Hint: At first, we will find the ways the white balls and black balls can be drawn separately. Then we will find the ways the two can be drawn from the total number balls. From there we can find our required probability.

Complete step-by-step answer:
It is given that a bag contains \[4\] white balls \[3\] black balls
Two balls are drawn at random.
We have to find the probability that they are of same colour.
We know that, if \[n\]be the total number of outcomes and \[m\] be the outcomes of an event.
So, the probability of any event is\[\dfrac{m}{n}\].
As the bag contains \[4\] white balls, we can draw \[2\] white balls at a time.
So, \[2\] white balls can be drawn in \[^4{C_2}\] ways.
Again, the bag contains 3 blue balls, we can draw \[2\] blue balls at a time.
So, \[2\] blue balls can be drawn in \[^3{C_2}\] ways.
Now, total number of balls in the bag is \[4 + 3 = 7\]
We can draw \[2\] balls at a time from \[7\] balls.
So, \[2\] balls at a time from \[7\] balls in \[^7{C_2}\] ways.
Therefore, the required probability is \[ = \dfrac{{^4{C_2}{ + ^3}{C_2}}}{{^7{C_2}}}\]
On substituting the formula of combinations we get,
Probability \[ = \dfrac{{\dfrac{{4!}}{{2!2!}} + \dfrac{{3!}}{{2!1!}}}}{{\dfrac{{7!}}{{2!5!}}}}\]
Let us simplify again using factorials we get,
\[ \Rightarrow \dfrac{{\dfrac{{4!}}{{2!2!}} + \dfrac{{3!}}{{2!1!}}}}{{\dfrac{{7!}}{{2!5!}}}} = \dfrac{{\dfrac{{4 \times 3 \times 2}}{{2 \times 2}} + \dfrac{{3 \times 2}}{2}}}{{\dfrac{{7 \times 6 \times 5!}}{{2 \times 5!}}}}\]
\[ \Rightarrow \dfrac{{\dfrac{{3 \times 2}}{1} + \dfrac{3}{1}}}{{\dfrac{{7 \times 3}}{1}}} = \dfrac{{2 \times 3 + 3}}{{7 \times 3}}\]
Probability that the drawn balls have same colour is \[\dfrac{{2 \times 3 + 3}}{{7 \times 3}} = \dfrac{9}{{21}} = \dfrac{3}{7}\]
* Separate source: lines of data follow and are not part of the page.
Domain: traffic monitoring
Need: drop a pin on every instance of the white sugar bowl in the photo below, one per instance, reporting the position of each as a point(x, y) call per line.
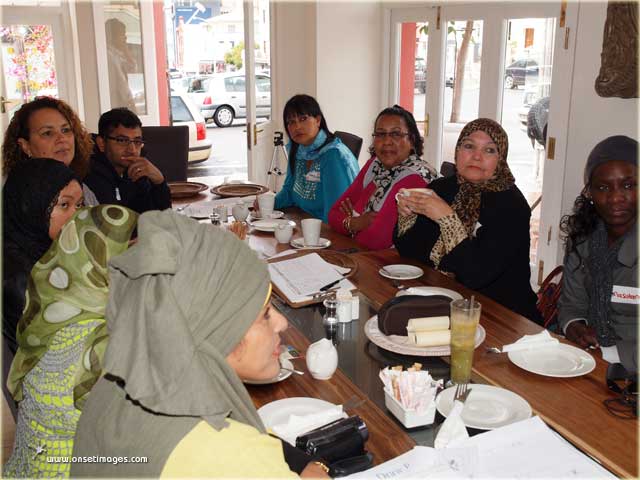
point(322, 359)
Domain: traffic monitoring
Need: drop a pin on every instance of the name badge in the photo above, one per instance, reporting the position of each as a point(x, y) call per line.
point(622, 294)
point(313, 176)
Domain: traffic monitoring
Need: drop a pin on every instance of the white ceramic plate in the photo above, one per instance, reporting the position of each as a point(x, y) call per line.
point(559, 360)
point(274, 214)
point(278, 378)
point(428, 291)
point(271, 225)
point(401, 272)
point(279, 411)
point(402, 344)
point(486, 407)
point(299, 243)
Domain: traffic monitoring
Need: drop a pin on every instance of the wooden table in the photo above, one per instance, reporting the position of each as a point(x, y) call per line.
point(572, 406)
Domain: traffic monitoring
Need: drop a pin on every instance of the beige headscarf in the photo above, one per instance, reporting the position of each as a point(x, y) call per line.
point(466, 203)
point(181, 299)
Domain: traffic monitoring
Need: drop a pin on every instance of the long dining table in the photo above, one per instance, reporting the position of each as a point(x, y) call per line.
point(571, 406)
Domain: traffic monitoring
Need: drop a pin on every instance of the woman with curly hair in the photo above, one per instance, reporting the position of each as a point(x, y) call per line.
point(598, 306)
point(48, 128)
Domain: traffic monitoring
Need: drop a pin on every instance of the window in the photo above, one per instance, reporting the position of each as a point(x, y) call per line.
point(263, 84)
point(179, 110)
point(234, 84)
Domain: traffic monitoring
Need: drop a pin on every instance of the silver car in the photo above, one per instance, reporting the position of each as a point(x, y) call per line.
point(222, 98)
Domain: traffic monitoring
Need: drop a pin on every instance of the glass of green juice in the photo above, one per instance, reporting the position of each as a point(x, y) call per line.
point(465, 315)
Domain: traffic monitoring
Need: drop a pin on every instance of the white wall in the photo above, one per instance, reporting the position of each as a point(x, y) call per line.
point(349, 55)
point(592, 118)
point(331, 51)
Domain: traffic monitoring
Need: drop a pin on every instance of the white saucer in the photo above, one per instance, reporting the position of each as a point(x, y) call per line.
point(401, 272)
point(285, 363)
point(486, 407)
point(271, 225)
point(274, 214)
point(559, 360)
point(299, 243)
point(428, 291)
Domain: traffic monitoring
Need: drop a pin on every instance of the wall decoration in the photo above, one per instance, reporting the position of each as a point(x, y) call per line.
point(619, 58)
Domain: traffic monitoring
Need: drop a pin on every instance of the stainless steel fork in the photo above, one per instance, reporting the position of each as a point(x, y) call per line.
point(462, 392)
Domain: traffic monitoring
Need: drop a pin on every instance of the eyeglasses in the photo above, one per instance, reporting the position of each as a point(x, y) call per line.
point(300, 119)
point(125, 141)
point(625, 405)
point(395, 136)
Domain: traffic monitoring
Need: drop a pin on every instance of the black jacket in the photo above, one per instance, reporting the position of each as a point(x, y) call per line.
point(496, 261)
point(110, 187)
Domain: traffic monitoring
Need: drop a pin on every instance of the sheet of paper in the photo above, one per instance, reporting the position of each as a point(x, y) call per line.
point(301, 276)
point(523, 450)
point(204, 209)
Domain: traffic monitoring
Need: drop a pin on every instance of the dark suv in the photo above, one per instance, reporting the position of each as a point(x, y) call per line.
point(519, 72)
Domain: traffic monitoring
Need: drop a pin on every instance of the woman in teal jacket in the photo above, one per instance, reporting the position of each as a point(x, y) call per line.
point(321, 167)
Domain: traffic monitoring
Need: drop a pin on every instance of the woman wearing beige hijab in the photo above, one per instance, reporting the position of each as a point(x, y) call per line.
point(189, 317)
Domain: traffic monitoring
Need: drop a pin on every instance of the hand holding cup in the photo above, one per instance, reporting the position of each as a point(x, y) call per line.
point(423, 201)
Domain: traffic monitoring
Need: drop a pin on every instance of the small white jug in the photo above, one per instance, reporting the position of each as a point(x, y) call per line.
point(283, 233)
point(240, 212)
point(322, 359)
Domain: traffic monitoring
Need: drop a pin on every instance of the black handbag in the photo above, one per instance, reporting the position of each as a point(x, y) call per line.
point(341, 444)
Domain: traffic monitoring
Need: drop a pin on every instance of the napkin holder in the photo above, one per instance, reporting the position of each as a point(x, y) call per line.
point(395, 314)
point(340, 444)
point(409, 418)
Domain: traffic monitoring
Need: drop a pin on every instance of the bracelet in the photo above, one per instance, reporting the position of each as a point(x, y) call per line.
point(322, 466)
point(346, 223)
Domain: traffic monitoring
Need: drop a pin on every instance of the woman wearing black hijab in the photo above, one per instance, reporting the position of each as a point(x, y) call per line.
point(39, 196)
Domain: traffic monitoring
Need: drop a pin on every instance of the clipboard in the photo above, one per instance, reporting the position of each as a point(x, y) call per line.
point(336, 258)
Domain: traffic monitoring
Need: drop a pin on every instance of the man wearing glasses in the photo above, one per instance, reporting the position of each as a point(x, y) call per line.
point(119, 173)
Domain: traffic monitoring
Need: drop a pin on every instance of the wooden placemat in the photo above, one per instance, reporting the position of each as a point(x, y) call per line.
point(336, 258)
point(186, 189)
point(238, 190)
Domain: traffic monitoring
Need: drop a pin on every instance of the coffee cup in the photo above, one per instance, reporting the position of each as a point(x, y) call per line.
point(405, 192)
point(240, 212)
point(283, 233)
point(223, 211)
point(266, 202)
point(311, 231)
Hence, we have found the probability that they are of the same colour as \[\dfrac{3}{7}\].

Note: We know that, if \[n\] be the total number of outcomes and \[m\] be the outcomes of an event. So, the probability of any event is \[\dfrac{m}{n}\].
Since the balls are taken randomly we use combinations to solve the problem.